We disagree with your submission in relation to the vacant lots. Based on the facts above, the vacant lots were never intended to form part of the residential premises because, at all material times including following entry into the contract of sale, the vacant lots have remained in the same state that they were prior to combining onto one title, that is surplus vacant land.

The physical characteristics of the property as a whole show distinctly where the residential premises area and vacant lots begin and end. The physical characteristics of the property do not show that the residential premises area and the vacant lots are designed and intended to be occupied as a single residential space.

As a result, lots 2 & 3 are vacant lots that do not form part of the residential premises situated on the property to be used predominately for residential accommodation. The sale of Entity 2's portion of the property to the vendor will not be an input taxed supply of residential premises under section 40-65.

Under section 9-5, an entity makes a taxable supply where the supply:

1.    is made for consideration; and

2.    is made in the furtherance of an enterprise that you carry on; and

3.    is connected with the indirect tax zone; and

4.    is made by a supplier who is registered, or required to be registered, for GST.

However, the supply is not a taxable supply to the extent that it is GST-free or input taxed.

Conclusion

In this case, all of the requirements of section 9-5 are satisfied. Therefore, the sale of lots 2 & 3 by Entity 2 will be a taxable supply.

Question 4

Section 14-250 of Schedule 1 to the Taxation Administration Act 1953 (TAA) provides that recipients of certain taxable supplies of real property must pay amounts to the Commissioner.

Liability to pay an amount

1)    You must pay to the Commissioner an amount if:

a)    you are the recipient (within the meaning of the GST Act) of a taxable supply that is or includes, a

supply to which subsection 2 applies and;

b)    in a case where a supply is a supply of potential residential land - either:

                              i.        you are not registered (within the meaning of the Act); or

                             ii.        you do not acquire the thing supplied for a creditable purpose.
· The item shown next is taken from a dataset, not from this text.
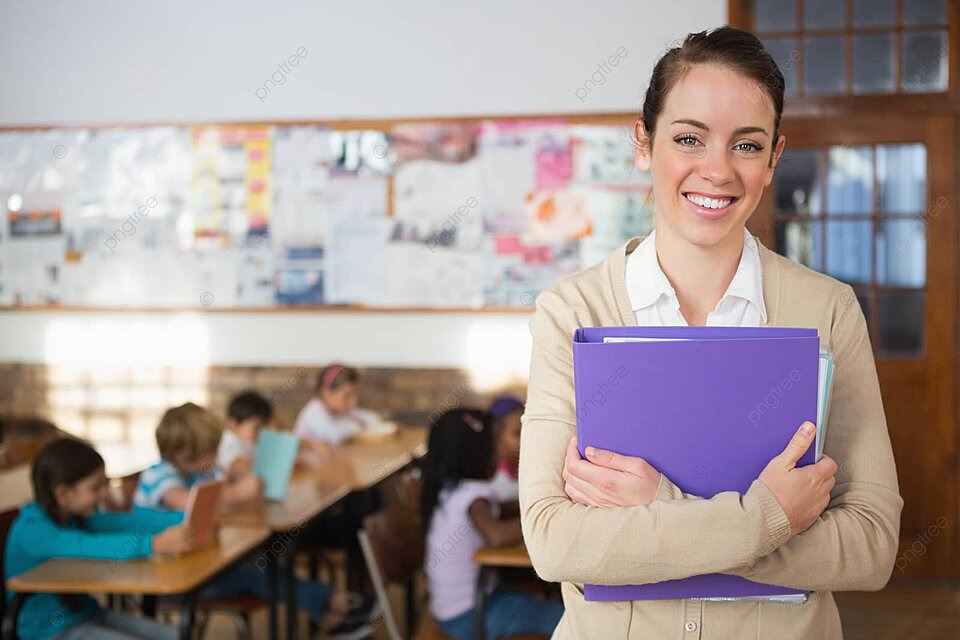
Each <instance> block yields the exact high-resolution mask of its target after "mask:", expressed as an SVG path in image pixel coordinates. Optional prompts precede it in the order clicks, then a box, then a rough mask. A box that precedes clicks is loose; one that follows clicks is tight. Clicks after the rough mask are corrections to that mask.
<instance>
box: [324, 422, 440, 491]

Law Companion Ruling LCR 2018/4 Purchasers obligation to pay an amount for GST on table supplies of certain real property (LCR 2018/4) provides further guidance in relation to GST notification and withholding requirements for vendors and purchasers of residential premises and potential residential land.

Paragraph 21 of LCR 2018/4 states:

21. A purchaser acquires the potential residential land for a creditable purpose if they have a creditable purpose to any extent. That is, if a purchaser acquires the potential residential land for a partly creditable purpose they do not have a GST withholding obligation.
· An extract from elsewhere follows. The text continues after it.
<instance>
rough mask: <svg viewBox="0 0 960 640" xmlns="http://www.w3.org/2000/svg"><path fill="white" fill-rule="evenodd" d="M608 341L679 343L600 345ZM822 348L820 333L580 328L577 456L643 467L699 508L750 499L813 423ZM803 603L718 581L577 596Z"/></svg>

What this means is that where an entity is purchasing a property for a creditable purpose, the GST withholding provisions under section 14-250 of Schedule 1 to the TAA do not apply.

Conclusion

The purchaser is acquiring the property for a creditable purpose and as a result section 14-250 of Schedule 1 to the TAA does not apply. As such, the purchaser is not required to withhold an amount and remit this to the Commissioner of Taxation.